SANYA: Just having that aggression helps you come down off the baby high.

Photo by Nihal Karkala on Unsplash

ORIANA: Yes, yeah, exactly. 

“Baby high.” People – get ripped – on baby. That is weird to me; and it gets even weirder. Oriana said that sometimes a “baby high” makes the brain produce another contradictory-seeming emotion: “cute sadness.”

ORIANA: The corners of their mouth will go completely down and they’ll go, “Oooh” [SANYA: Oh yeah!] like they’re, like, so sad. [SANYA: Right.] And even their forehead wrinkles. Like, it was just like they saw the most horrible thing, so if you snapshot that and show it to people and you say, “What are they feeling?” they’re like, “Oh they’re overwhelmingly sad right now, and it’s like, “No they saw a cute baby.” 

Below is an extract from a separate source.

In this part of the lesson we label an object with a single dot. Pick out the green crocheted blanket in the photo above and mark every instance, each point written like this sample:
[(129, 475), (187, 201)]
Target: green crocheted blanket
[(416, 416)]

Okay so at this point I’m lowkey spiraling, because, like duh, of course I’ve seen people do cute sadness – even done it myself – but I didn’t realize that it’s supposed to be an involuntary reflex.

I thought we were all doing it on purpose. You know, making a conscious choice to communicate, “Yes, I see and acknowledge that your baby is, in fact, cute.”

Oriana is saying no, no, no — for other people it’s happening involuntarily; their brains are trying to emotionally regulate, because they literally cannot function due to the cuteness. And even though it seems like cute aggression and cute sadness are just random levers that the brain is panic-pulling, Oriana thinks that each of them is actually signaling something distinct to whoever is observing.

So imagine you’re walking down the street with something conventionally cute, like, I don’t know, a human baby, and someone comes up and smiles.

ORIANA: I know that there’s positivity within their smile, and that they’re probably going to treat my baby well and there’s a really nice social signal.

But cute aggression and cute sadness are better signals. Let’s say someone comes up and they’re all like, “Oh my god, I just wanna pinch your baby’s chubby little cheeks!”

ORIANA: That’s giving extra information that they want to be extra sort of playful and rev that baby up, and they want to sort of roughhouse with my baby.

Photo by __ drz __ on Unsplash

Which, maybe you’re like, “No thanks, it’s not rev up time, it’s actually nap time.” But if someone comes up and they’re like, “Awwww what a cute baby”, in kind of a sad way, they like your baby too but they’re calmer and they’re probably aren’t going to mess up the nap.

ORIANA: You just wanna see it and sort of marinate in the cuteness [laughs]. And that’s what our research shows. And so it might be the reason why it’s been evolutionarily preserved because it’s just a really good signal. A smile doesn’t deliver the extra information of how you’ll interact with the baby.

SANYA: The smile is actually the poker face in all these instances.

ORIANA: Yeah, exactly, yeah, it’s giving less information.

So, cute aggression, says Oriana — it’s a societal glue, a communication tool.